Currently, there’s just one food truck, which Ari said operates to full capacity, so he’s looking to hire more. “I want concession stands,” he said.
It’s very clear the Skyline team are grateful guests in the neighborhood. They take special pains to make sure the environment stays friendly and low-key. There are multiple speakers dispersed throughout the parking lot so they can keep the volume down low, so as not to disturb the neighboring residents.
The Alamo Drafthouse is famous for enforcing a silence policy at its theaters, and it’s a reason many go.

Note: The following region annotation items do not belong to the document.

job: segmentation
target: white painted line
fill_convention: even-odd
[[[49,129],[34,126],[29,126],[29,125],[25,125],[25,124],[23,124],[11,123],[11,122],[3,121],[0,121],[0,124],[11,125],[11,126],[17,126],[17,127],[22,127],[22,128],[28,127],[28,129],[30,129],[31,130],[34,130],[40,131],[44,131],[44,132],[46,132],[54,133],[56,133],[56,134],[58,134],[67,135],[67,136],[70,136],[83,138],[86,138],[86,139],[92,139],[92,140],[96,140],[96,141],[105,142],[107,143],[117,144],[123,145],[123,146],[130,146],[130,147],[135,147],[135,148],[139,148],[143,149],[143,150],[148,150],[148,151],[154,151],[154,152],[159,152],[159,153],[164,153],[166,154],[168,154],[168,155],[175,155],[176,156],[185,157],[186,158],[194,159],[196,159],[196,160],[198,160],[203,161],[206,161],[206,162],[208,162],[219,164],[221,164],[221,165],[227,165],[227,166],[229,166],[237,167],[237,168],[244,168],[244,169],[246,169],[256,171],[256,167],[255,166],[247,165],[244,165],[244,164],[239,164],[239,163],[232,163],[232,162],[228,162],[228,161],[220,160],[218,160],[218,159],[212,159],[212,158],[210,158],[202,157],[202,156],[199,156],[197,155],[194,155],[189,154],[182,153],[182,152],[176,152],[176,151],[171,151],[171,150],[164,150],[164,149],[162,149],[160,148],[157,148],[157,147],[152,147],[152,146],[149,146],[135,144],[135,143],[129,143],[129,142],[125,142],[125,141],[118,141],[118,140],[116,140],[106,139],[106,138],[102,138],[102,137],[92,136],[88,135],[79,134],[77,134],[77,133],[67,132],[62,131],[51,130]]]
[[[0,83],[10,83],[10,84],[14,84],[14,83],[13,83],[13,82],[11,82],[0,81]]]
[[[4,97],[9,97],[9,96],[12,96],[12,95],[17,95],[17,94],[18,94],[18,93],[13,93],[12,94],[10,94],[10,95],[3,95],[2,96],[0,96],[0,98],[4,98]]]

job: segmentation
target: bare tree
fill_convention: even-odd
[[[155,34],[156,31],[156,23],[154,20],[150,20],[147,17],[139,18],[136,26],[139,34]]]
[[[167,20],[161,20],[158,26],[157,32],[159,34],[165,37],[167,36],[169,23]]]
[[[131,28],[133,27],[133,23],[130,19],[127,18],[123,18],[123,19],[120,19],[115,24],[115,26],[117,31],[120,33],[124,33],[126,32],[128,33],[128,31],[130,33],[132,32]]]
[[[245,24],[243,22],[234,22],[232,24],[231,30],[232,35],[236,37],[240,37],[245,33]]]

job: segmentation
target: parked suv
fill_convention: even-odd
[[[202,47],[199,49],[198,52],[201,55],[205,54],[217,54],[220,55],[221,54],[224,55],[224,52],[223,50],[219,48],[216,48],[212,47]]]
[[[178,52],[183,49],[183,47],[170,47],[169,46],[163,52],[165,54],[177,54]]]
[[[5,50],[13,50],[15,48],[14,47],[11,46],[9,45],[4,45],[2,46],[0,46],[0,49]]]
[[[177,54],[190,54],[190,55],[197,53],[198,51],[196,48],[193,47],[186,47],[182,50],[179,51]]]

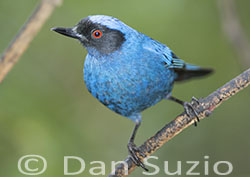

At the Skyline Drive-In, the vibe is different.
“We want people to know they can come here to relax,” Ari said. “We were showing ‘Footloose’ here a couple of nights ago and people were singing along to the music and playing the songs on their car stereos when they were leaving.”
Windows Phone: The experience
The last time I went to a drive-in movie theater, I was visiting friends in Saratoga Springs, New York. We tried tempting a breeze that hot summer’s night by leaving the windows down, but we were immediately attacked by mosquitoes. To protect ourselves, we rolled the windows back up and spent the next two hours sweating into my friend’s leather upholstery. We couldn’t see the screen at all from all the condensation that gathered on the windows.
The Skyline Drive-In couldn’t have been more different.
The staffers had a front-row spot waiting for us, so after the tour was over, we bought ourselves some dinner and settled in the car for the show to begin. I also broke the one rule I have in my car — no eating.
The provided outdoor speakers were loud, but to hear the finer details, you really had to use your car speakers. We had all four windows rolled down and a constant breeze tumbled through the cabin.
It brought not the typical NYC stench of garbage, urine, and despair, but the pleasant yet faint smell of brine. To pass time at the Skyline Drive-In is to smell the sea.
Too often, I’d catch myself inadvertently glancing over to my right, where the Manhattan skyline twinkled. It was such a spectacular view that I found it difficult to maintain a constant focus on the movie.
Being cooped up in an apartment with no one around is isolating — but here, surrounded by people all still socially distant, sitting in their cars, and enjoying the experience together, felt like the first slice of “normal” I’d gotten since March.
Going to the movies offers people an escape from reality for a few hours at a time. When set starkly against the current and dreadful reality we now occupy, this new drive-in does exactly that and more.
The Skyline Drive-In has no intention of being a seasonal affair. Rain, shine, summer, winter — as long as people come, the movies will keep playing.